Pau Masters expressed concern about the poor between lab agreement for serum creatinine assay. Thats not surprising if you look at the typical assay calibration sheet supplied by the manufacturer. We are often given a staggering choose of calibration values to choose from - 8 in the case of the creatinine calibration sheet I have in front of me. Traceable calibration values or fiddle factors? And of course most Jaffe methods will all be lumped into the same method group on external QA.

Gary Firth

-----Original Message-----
From: Paul Masters [mailto:[log in to unmask]]
Sent: 11 January 2002 11:51
To: [log in to unmask]
Subject: Re: creatinine


On Thu, 10 Jan 2002 16:06:22 +0000, [log in to unmask]
<[log in to unmask]> wrote:
>
>Not great, but if I've got chromogenic junk in my serum I'd rather have my
>creatinine measured by a hydrolase method than by Jaffe.  Unfortunately,
>one can't plug an OCD creatinine (or BCP albumin) into the Andrew Levey et
>al GFR formula (AIM, 1999, 130:461-470) since they used an Astra 8 (kinetic
>alkaline picrate, BCG).
>

Unfortunately the between manufacturer agreement for serum creatinine is
depressingly poor and a sad indictment of the diagnostics industry in the
21st century.

Nigel Lawson in Nottingham has recently completed an exercise for the Trent
Audit Panel in which he sent out 48 serum pools of varying creatinine
concentration to 10 labs.
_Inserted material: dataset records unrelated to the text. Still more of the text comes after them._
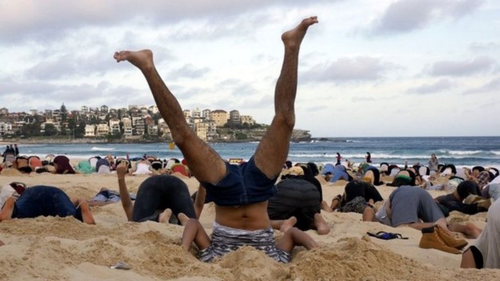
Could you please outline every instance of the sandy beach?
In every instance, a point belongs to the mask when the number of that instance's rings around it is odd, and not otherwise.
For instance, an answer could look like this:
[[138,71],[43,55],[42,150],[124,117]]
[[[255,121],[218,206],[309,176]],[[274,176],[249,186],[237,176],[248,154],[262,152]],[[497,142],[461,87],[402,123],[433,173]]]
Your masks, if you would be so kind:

He also sent out the NIST standard and arranged
ID-MS analysis of 10 samples. In short, the agreement was poor. Perhaps
surprisingly, given the "chromogenic junk" argument, the Ortho results were
consistently higher than Roche, Olympus or ID-MS, although Ortho gave the
closest result to the NIST standard. No method agreed with ID-MS. From a
clinical standpoint, how does 701 compared to 561 umol/l for the average of
two methods for the same pool sound? Or 253 vs 300? Not good, and rather
undermines the rather precise correction formulae previously discussed
doesn't it?

Our renal colleagues will become increasingly aware of these discrepancies,
as patients move between hospitals. We need to be aware of the problem and
force the manufacturers to improve the situation.